TRIN readings below 1 are considered bullish, above 1, bearish. Just like a golf score, lower is better (if you're bullish). I pay most attention to the 5 and 10-day figures when the market is working higher but TRIN doesn't match such bullish price action, suggesting that trading volume on up days is not expanding like it would if broad based buying was going on.
Tech is no longer playing the leader on this current retracement, and energy stocks are helping the S&P push higher as crude marched to $80 a barrel. Energy stocks have been strong and helping buoy the S&P, but these sectors don't seem to be entirely reflecting this most recent spike up in crude oil prices as a given going forward.

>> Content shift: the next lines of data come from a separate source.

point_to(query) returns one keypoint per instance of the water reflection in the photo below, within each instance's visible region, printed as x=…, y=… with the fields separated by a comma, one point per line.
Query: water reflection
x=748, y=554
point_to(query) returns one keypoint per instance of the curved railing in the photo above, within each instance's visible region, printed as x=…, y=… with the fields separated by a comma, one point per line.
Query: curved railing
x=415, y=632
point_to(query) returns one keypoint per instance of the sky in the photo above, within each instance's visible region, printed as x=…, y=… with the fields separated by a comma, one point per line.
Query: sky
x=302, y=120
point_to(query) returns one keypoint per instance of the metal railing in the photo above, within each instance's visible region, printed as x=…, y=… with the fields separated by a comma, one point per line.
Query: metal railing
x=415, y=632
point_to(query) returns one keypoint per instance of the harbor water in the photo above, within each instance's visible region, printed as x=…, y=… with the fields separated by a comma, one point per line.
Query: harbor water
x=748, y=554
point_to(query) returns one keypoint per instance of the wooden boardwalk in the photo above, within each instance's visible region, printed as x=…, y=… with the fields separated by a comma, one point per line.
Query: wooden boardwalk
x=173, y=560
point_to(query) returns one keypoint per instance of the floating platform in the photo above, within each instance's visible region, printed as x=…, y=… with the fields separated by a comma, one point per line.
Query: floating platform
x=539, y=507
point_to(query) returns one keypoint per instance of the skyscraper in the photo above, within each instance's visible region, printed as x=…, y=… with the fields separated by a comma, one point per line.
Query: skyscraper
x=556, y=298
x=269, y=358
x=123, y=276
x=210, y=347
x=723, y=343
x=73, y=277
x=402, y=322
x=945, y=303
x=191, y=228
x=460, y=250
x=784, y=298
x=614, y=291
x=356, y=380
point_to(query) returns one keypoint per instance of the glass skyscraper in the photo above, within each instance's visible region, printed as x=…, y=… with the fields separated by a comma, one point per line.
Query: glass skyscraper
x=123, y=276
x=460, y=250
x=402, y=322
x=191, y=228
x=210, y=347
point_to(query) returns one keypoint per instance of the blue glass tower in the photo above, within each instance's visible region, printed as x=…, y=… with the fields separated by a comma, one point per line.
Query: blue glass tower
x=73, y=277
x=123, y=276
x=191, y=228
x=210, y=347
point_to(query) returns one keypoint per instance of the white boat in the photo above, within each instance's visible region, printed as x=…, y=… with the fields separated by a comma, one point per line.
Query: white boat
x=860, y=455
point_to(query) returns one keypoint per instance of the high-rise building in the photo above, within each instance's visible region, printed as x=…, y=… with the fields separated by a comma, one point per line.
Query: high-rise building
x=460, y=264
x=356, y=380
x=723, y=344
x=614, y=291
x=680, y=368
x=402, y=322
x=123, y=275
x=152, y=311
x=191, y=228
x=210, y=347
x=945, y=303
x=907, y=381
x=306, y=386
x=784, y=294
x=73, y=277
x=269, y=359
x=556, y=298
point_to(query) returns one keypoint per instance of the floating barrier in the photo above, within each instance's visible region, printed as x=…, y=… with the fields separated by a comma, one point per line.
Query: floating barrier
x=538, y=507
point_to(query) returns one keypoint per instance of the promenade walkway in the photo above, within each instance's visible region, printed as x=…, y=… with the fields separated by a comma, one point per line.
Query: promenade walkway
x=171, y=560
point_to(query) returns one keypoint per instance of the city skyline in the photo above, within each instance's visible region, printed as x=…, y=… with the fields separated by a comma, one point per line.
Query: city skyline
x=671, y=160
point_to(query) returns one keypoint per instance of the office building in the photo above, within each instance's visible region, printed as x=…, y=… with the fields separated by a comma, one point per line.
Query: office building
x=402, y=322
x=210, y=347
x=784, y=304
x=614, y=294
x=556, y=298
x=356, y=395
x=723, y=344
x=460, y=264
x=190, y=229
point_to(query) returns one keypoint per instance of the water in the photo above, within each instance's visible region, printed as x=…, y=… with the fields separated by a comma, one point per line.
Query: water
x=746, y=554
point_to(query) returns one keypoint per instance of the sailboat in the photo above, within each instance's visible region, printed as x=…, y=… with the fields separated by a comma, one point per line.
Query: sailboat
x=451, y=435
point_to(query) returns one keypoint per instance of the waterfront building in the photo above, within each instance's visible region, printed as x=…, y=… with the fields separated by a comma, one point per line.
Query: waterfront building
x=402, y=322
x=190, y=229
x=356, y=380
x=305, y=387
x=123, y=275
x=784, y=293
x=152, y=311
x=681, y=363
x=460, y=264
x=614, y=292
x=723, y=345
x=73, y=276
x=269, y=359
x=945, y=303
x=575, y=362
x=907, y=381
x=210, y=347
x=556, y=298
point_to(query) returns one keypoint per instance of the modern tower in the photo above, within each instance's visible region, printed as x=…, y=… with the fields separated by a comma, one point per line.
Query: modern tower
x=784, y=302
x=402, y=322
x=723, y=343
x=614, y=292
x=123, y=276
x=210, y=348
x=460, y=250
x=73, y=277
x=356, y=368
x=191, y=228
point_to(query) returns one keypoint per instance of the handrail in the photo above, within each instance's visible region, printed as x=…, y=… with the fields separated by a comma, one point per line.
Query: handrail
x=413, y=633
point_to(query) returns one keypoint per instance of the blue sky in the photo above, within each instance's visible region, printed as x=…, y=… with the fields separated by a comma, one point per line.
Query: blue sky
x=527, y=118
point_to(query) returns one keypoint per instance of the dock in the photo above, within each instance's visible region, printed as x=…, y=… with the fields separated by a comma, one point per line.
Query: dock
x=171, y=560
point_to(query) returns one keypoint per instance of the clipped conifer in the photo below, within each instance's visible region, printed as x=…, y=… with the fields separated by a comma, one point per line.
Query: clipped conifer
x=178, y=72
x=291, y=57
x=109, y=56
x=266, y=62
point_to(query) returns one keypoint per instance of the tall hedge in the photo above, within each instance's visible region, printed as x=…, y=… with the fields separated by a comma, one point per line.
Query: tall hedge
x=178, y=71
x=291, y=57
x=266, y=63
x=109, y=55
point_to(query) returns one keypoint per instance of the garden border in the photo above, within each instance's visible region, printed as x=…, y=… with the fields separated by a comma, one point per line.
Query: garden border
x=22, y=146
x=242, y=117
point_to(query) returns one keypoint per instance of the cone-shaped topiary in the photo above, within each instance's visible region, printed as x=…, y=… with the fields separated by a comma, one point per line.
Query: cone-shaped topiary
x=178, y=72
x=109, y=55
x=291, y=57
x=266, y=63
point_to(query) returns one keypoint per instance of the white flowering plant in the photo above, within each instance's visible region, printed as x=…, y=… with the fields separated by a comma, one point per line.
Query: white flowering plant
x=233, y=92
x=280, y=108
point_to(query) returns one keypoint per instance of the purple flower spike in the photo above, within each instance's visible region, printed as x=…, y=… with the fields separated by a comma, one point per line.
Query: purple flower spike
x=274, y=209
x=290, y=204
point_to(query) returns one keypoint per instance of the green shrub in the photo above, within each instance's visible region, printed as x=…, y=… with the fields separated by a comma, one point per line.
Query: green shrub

Everyone knows that oil prices come down in the fall, don't they?
MARKET NEWS and INFLUENCES:
S&P 500 (SPX); DAILY CHART:
The S&P 500 (SPX) Index had a strong rebound this past week after dipping below support implied by the 21-day average. However, SPX hasn't achieved a decisive upside penetration yet of what looks to be significant resistance in the 1489-1496 zone. Above this area, the prior rally high at 1504 is the next important resistance point. If SPX starts trading above 1500 I can believe that it can challenge the prior top. However the July peak looks like it could represent a major double top as it matches the 1553 weekly high of 2000.
Near support is in the 1460 area, then at 1440.
There's no change in my view of last week that: "To regain a bullish footing, SPX needs to rebound back above 1495-1500, with 1480 becoming as a new support after that..."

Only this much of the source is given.